Saturday, July 27, 2013

Evaluating PolyVox

In my pursuit of simulating soil digging, I started to evaluate the PolyVox library. This is a report on that evaluation.

Building on MacOSX is tricky. With LLVM version 4.2 (clang-425.0.28) installed, this error comes up when compiling the very first file: fatal error: 'cstdint' file not found. According to this StackOverflow thread this should be solved by invoking with: /usr/bin/clang++ -std=c++11 but I found this not to be the case. So instead I decided to just drag in the source files into a new XCode project.

After dragging in sources and headers, you need to set the project's header include path. It needs to find its way to polyvox/library/PolyVoxCore/include/ e.g.

In PolyVoxCore two warnings are issued by the compiler for SurfaceMesh::addVertex() and SurfaceMesh::getNoOfIndices() because they return 32 bit ints, and vector::size() returns 64 bit ints. Other than this, the code is very clean. Even LLVM's Analyzer does not find anything else on it.

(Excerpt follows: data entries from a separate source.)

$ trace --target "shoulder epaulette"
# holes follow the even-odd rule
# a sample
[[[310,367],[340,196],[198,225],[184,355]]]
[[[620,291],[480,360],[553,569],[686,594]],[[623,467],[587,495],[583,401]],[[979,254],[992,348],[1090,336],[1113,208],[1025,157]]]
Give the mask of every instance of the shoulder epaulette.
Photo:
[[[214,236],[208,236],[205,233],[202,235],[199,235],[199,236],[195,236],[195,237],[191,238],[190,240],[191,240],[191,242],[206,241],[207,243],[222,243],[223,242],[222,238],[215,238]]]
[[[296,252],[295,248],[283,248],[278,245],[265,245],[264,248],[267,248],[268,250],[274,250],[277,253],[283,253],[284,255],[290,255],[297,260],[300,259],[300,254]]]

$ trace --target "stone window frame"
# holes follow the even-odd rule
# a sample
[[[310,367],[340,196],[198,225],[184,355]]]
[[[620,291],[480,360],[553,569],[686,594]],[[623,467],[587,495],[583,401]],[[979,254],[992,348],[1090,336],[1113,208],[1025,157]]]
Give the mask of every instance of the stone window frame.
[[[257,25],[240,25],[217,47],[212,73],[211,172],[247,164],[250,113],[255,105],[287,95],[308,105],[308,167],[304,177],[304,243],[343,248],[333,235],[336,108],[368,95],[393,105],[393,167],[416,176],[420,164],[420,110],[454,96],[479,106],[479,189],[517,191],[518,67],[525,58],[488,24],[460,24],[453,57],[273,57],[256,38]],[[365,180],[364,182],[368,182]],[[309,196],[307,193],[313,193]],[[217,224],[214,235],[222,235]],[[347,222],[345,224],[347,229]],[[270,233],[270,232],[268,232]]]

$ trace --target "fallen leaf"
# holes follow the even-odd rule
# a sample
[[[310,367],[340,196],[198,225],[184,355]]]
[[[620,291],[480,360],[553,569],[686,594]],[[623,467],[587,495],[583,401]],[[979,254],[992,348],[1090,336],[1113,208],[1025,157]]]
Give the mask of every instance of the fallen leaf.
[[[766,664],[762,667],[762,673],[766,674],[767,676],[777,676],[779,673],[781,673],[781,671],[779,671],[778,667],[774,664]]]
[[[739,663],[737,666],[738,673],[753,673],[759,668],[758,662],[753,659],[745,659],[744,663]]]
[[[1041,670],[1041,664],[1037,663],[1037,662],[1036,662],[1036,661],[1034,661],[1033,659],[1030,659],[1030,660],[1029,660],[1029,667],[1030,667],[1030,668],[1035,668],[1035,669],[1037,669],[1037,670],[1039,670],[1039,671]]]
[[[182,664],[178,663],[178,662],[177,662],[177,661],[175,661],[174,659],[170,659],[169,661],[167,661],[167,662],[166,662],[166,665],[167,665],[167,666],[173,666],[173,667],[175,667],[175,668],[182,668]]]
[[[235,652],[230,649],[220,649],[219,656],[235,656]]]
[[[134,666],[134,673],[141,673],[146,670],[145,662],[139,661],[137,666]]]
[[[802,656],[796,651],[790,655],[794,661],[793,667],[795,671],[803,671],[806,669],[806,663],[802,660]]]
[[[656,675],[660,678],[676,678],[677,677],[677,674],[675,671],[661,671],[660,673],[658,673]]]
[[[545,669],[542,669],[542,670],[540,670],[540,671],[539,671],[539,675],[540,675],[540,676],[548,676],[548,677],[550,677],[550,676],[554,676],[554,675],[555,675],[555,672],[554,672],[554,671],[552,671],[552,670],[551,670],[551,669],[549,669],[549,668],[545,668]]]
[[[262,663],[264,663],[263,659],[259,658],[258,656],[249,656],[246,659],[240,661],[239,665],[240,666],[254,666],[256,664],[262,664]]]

PolyVox can store the volume as a series of 32x32x32 blocks. It would make sense to do the surface extraction on a per-block basis. That way, if voxels change, you only have to create new OpenGL VBOs for the blocks that are affected. It's not entirely clear how to do this. It may be enough to create multiple extractors on 32/32/32 boundaries, and then only execute extractors for blocks that have changed.

1 comment:

  1. Hey Bram, thanks for trying out PolyVox. I'll put my responses here in case they are useful to other people who come across this blog.

    Firstly I'm glad it works. We test with VS and GCC and aim to keep it warning free, so we'll address the Clang warnings. Overall the code is indeed kept tidy and clean though the heavy use of templates can make it harder to understand.

    When you create a surface extractor object you can pass a 'region' parameter to control which part of the volume it will extract. You can use this to generate multiple non-overlapping meshes and then only regenerate the ones which have changed. You can just create a MarchingCubesSurfaceExtractor on the stack, call it's execute() method, and then let it get destroyed. To be honest it does not need to be a class - long term we will replace it with a simple function 'extractMarchingCubesSurface()' or something.

    Important note - the blocks which you use to represent your volume do not need to match the regions which you extract. PolyVox will seamlessly extract across block boundaries if you wish. 32x32x32 is a good size for the blocks stored in memory, but you might want your meshes to be 16x16x16 (probably on mobile) or 64x64x64. PolyVox will handle this fine. You can even store your data in a RawVolume (so not using blocks) and still just extract certain regions.